Mechanism of shear strength deterioration of soil-rock mixture after freeze–thaw cycles

Abstract

The growth and melting of internal ice crystals reorganizing the pore structure and internal skeleton of soil-rock mixture (S-RM), which leads to the deterioration of the S-RM shear strength after freeze–thaw cycles and its strength characteristics after the cycles are different from the normal temperature one. Due to unclear S-RM strength deterioration mechanism after freeze–thaw cycles, stability of S-RM cutting slopes in cold regions cannot be effectively evaluated. In this paper, particle flow code (PFC) simulation as well as direct shear and nuclear magnetic resonance (NMR) tests were carried to study strength degradation behaviors and pore structure changes of S-RMs containing various amounts of rock after freeze–thaw cycles.

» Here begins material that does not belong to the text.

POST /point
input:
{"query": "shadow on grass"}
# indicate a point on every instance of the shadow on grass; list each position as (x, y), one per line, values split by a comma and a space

The results show that the shear strength and internal friction angle of S-RM are no longer positively correlated with the rock content after the cycles, and the strength parameters will decrease at rock contents of above 45%. Based on the simulation test, shear band thickness variation after the cycles was quantitatively evaluated, and an innovative method to obtain the fluctuation value of shear failure surface was proposed. It is found that the change laws of shear band thickness and failure surface fluctuation value with rock content after the cycles are consistent with that of shear strength, and they all reach the maximum value when the rock content is 45%. Fractal theory was introduced for quantitative evaluation of changes in S-RM pore structure after the cycles, and combined with the strength parameter attenuation, the strength deterioration mechanism of S-RM was revealed: The deterioration of shear strength in samples containing low rock content is mainly due to changes in the contact form between particles caused by internal inclusion structure formation after the cycles. The deterioration of S-RM with rock content of 55% and 65% is mainly due to attenuation of the internal skeleton effect caused by the appearance of overhead structures. The internal pores and skeleton structure of the sample with 45% rock content have little change, so the attenuation changes of the strength parameters and the undulation value of the failure surface are minimal.